A serviceman demanded moral damages in court for spoiled UAV pilot training after poisoning from Philadelphia rolls
The catering and online delivery sector has remained a high-risk area in recent years. The case of a serviceman suing a Japanese cuisine restaurant is an example of how the complexity of corporate brand structures and shortcomings in identifying the seller become barriers to consumer rights protection.
The lunch that led to hospitalization
The plaintiff ordered a sushi set and drinks through a mobile app from a well-known brand's restaurant. The next day, he was hospitalized at the Military Medical Clinical Center with a diagnosis of "gastroenterocolitis caused by Enterobacter." Due to the illness, the plaintiff was unable to fully complete an important training course for strike UAV pilots "PAROG," which became the basis for the claim of 100,000 UAH in moral damages.
The plaintiff provided screenshots from the delivery service, a medical record confirming the diagnosis, a screenshot of the claim sent to the restaurant, an appeal to the State Service of Ukraine on Food Safety and Consumer Protection, a screenshot of the order from the restaurant via the delivery service, and a certificate of completion of the course "External pilot of strike multirotor UAV with FPV system." The screenshots show the fact of the order with the purchased products listed, delivery information clearly indicating the name of the establishment from which the order was made, as well as the card details from which the funds were debited.
The defendant built its defense around two key arguments. The first concerns the improper defendant: the company stated that according to registration data, its main activity is real estate rental (NACE 68.20), not food preparation or sale. Therefore, the company believes it cannot be responsible for legal relations related to food sales.

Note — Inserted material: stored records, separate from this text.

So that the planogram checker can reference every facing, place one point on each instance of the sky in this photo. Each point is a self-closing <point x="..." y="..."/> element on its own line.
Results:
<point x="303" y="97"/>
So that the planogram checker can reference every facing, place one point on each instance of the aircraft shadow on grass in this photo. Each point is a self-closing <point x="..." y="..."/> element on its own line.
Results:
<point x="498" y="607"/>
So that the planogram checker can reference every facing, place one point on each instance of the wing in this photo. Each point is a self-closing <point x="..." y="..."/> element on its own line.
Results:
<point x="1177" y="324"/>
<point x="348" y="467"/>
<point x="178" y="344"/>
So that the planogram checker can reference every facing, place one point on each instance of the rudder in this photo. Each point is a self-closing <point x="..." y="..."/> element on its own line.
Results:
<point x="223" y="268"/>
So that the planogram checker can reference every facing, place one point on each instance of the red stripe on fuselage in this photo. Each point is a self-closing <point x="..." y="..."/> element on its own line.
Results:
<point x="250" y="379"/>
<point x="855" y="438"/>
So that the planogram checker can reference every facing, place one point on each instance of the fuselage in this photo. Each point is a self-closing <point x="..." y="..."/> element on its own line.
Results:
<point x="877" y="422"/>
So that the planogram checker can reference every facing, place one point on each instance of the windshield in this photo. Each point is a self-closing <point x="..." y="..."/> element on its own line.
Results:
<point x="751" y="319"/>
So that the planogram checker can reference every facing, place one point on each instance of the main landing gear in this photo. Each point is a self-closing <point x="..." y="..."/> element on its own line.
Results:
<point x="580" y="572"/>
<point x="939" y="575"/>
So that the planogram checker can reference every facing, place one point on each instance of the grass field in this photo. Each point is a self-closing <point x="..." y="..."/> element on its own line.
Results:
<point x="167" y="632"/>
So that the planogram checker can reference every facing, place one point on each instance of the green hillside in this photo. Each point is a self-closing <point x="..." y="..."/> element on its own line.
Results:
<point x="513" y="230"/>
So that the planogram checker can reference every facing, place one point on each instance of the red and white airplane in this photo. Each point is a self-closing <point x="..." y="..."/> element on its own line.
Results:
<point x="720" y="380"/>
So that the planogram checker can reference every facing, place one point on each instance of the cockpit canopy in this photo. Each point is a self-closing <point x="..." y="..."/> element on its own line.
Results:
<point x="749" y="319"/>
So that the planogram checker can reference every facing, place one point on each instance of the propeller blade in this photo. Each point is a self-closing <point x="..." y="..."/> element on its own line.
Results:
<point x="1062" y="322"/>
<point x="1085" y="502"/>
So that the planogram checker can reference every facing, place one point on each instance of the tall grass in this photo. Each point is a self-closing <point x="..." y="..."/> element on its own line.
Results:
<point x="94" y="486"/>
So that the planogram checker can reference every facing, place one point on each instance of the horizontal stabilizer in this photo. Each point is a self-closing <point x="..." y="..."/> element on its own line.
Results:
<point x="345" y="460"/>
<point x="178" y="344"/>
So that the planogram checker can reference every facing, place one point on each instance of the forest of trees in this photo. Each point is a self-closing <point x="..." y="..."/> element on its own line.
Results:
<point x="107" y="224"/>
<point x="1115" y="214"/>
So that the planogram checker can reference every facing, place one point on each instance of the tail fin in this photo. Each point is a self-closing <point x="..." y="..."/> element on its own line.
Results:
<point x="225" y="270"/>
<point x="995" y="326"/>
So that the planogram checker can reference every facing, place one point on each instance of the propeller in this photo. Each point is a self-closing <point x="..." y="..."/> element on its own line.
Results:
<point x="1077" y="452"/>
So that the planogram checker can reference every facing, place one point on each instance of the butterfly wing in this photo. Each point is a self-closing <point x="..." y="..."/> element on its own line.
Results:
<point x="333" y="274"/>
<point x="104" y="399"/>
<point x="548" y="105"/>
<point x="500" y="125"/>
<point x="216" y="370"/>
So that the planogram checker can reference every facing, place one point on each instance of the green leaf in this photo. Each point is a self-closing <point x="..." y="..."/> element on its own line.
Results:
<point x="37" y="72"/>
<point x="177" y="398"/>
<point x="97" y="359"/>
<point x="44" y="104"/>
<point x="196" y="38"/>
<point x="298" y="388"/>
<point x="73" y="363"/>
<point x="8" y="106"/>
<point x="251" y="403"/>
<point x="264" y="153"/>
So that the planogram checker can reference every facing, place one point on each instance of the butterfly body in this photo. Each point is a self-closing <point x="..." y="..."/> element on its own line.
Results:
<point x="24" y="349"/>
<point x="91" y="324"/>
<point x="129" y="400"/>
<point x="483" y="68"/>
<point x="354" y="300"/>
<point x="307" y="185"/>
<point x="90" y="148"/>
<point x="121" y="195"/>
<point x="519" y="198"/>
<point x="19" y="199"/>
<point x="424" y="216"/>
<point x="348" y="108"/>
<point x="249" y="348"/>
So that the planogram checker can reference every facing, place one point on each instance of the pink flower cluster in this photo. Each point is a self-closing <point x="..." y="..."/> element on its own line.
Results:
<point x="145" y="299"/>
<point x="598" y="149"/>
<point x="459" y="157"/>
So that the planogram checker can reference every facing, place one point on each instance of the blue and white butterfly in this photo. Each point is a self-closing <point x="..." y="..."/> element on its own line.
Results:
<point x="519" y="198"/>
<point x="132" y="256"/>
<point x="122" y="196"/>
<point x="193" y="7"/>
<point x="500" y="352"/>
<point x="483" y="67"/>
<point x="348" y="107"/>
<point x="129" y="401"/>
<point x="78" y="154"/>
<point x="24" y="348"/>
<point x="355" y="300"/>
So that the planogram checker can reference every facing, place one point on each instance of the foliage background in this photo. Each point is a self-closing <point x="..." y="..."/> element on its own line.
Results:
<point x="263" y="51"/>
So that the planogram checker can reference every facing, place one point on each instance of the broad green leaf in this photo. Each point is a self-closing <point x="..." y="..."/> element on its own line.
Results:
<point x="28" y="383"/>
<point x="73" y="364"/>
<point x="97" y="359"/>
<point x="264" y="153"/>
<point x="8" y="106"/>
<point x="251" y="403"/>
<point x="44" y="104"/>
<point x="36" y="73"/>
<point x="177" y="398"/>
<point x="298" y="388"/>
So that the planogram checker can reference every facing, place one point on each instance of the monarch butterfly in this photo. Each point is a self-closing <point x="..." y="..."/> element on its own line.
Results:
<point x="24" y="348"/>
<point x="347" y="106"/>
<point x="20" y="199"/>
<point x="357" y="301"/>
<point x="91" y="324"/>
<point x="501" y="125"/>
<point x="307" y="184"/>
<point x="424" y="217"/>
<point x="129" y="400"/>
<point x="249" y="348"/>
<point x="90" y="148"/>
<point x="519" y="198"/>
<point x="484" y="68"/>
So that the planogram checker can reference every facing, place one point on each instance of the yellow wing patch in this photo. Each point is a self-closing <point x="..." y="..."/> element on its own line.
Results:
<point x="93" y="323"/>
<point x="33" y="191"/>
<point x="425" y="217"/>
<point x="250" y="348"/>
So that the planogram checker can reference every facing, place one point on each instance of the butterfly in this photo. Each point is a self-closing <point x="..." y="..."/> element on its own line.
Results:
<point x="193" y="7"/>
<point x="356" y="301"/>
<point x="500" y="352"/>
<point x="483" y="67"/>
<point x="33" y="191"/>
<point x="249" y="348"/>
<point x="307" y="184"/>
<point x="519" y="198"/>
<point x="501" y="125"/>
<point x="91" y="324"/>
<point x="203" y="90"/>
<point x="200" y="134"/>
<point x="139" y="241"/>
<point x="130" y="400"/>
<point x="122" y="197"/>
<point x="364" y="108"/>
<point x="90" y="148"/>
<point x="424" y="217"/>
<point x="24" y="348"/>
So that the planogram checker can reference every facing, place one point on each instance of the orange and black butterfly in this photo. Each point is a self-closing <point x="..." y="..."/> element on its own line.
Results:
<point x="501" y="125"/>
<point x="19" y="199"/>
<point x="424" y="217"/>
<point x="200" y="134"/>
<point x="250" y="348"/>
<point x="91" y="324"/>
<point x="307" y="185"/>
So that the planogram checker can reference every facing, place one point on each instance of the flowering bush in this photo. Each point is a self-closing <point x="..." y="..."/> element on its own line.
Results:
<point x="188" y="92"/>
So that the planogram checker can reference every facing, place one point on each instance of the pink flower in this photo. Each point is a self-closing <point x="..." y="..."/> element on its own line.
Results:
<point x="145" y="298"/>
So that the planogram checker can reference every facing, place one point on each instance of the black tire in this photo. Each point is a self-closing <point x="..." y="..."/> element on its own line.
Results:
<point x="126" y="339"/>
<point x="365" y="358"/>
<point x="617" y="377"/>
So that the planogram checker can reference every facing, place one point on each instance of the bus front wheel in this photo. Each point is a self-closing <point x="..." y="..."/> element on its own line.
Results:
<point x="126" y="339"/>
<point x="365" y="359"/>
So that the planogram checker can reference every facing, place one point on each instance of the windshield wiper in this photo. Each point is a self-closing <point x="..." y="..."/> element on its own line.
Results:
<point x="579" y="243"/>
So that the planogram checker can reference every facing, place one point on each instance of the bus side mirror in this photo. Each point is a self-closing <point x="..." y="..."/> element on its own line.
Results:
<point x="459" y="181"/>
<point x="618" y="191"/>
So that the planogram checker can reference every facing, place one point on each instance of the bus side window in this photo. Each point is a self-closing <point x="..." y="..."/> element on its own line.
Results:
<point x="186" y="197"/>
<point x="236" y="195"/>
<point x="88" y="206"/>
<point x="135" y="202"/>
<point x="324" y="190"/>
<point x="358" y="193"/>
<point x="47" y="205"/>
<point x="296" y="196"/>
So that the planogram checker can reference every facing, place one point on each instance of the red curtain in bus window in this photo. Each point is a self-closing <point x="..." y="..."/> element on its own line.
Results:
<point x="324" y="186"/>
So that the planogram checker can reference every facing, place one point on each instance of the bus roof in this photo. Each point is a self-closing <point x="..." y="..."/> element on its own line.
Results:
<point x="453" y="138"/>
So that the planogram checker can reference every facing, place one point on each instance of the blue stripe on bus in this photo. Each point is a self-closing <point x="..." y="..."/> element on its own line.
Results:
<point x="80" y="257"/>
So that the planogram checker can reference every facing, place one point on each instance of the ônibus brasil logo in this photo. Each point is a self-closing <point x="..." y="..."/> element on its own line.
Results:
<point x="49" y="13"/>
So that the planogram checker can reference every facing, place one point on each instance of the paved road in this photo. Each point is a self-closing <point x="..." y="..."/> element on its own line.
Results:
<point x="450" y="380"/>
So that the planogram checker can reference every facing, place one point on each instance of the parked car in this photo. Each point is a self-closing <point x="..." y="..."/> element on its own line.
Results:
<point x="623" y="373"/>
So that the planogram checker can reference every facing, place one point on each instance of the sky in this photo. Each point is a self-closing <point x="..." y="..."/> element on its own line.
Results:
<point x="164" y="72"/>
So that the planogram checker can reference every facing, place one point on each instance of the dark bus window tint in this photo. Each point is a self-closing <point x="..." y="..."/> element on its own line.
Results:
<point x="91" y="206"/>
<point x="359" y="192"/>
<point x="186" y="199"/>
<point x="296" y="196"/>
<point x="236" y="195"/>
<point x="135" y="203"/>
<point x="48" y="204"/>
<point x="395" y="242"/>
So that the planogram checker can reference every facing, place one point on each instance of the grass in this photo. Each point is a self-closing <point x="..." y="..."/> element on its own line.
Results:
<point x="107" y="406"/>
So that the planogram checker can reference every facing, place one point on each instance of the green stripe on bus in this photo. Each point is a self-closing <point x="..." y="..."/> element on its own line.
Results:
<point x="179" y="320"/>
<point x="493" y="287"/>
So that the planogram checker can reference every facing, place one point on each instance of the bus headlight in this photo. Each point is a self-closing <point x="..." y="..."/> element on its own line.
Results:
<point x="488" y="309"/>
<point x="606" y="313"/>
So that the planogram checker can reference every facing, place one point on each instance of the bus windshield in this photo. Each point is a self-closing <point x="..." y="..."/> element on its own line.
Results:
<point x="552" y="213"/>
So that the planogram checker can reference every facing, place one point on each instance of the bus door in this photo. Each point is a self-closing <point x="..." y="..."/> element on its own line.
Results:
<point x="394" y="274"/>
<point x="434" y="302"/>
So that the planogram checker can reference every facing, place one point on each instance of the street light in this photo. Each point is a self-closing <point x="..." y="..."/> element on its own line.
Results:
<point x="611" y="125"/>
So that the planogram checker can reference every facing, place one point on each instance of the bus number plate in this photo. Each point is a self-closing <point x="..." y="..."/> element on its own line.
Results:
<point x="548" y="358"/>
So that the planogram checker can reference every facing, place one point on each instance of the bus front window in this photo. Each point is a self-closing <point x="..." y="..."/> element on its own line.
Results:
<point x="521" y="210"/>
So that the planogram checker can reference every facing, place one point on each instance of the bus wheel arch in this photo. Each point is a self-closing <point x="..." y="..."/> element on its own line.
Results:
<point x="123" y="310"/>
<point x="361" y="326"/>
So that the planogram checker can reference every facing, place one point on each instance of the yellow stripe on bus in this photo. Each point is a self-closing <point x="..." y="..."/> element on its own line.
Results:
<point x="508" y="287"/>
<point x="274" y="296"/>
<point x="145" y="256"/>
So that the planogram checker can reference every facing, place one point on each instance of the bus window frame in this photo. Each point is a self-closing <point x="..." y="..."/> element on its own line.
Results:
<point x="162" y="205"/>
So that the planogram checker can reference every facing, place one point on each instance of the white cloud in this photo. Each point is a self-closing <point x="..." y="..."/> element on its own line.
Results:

The second argument was the lack of proper evidence from the plaintiff. In particular, no fiscal receipt was provided to confirm that the purchase was made from the defendant. Instead, the submitted screenshot of the order lacks mandatory seller identification details, including the EDRPOU code, which makes it impossible to unequivocally identify the business entity that received the payment.
Therefore, the defendant insisted on the absence of a proper evidentiary base and denied involvement in the disputed transaction.
The appellate court, confirming the decision of the first instance, noted that according to Article 6 of the Law "On Consumer Rights Protection", the obligation to deliver goods of proper quality lies with the seller. The court established that the defendant does not operate at the specified address, which was also confirmed by the State Service of Ukraine on Food Safety and Consumer Protection. The use of the defendant's trademark, i.e., its brandbook, by other individual entrepreneurs or companies does not automatically make the trademark owner responsible for the quality of each dish.
According to Article 1167 of the Civil Code of Ukraine, moral damages are compensated if there is fault and a causal link. The court noted that the medical certificate of gastroenterocolitis confirms the illness but does not prove that the pathogen entered the body specifically from the Philadelphia rolls. The plaintiff did not initiate a sanitary-epidemiological investigation or product examination.
Advice for consumers
The decision of the Kharkiv Court of Appeal in case No. 953/7927/24 confirms that a screenshot is not a receipt. In disputes involving delivery aggregators, it is important to obtain a fiscal receipt or invoice indicating the specific taxpayer identification number (TIN)/EDRPOU code of the seller, not just the brand name.
The appeal was dismissed, and legal costs of 13,000 UAH were imposed on the plaintiff, making this poisoning financially burdensome as well.
If such a situation occurs, it is important to approach the court process thoughtfully to avoid losing not only days spent on sick leave but also the court fee and attorney expenses.
The mere fact of ordering through a delivery app is insufficient to prove the purchase from a specific business entity. Screenshots of orders without proper details are not recognized as sufficient evidence.
A fiscal receipt or invoice is necessary. Such a document must contain the full details of the seller — the name of the legal entity or individual entrepreneur and the EDRPOU code.
A bank statement can confirm the payment but must allow identification of the recipient as a specific business entity.
The court also noted that a medical certificate of illness alone does not prove the fault of the establishment. Medical documentation only confirms the fact of the visit and diagnosis but does not establish the source of infection.
To prove causation, results of a sanitary-epidemiological investigation or laboratory testing of products confirming the presence of the pathogen specifically in the food of the particular establishment are required.
An appeal to the State Service of Ukraine on Food Safety and Consumer Protection should be initiated immediately after the incident, but it is important to correctly identify the market operator — the legal entity actually operating at the relevant address.
It is necessary to prove that the poisoning resulted from consuming the product of a specific manufacturer, not another supplier or operator.
The court drew attention to the fact that the brand on the signboard and the legal entity conducting business may not coincide. Before filing a claim, it is necessary to establish who actually issued the fiscal receipt.
The absence of even one of these components, especially the conclusions of an official inspection by the State Service or laboratory test results of the food itself, leads to rejection of the claim.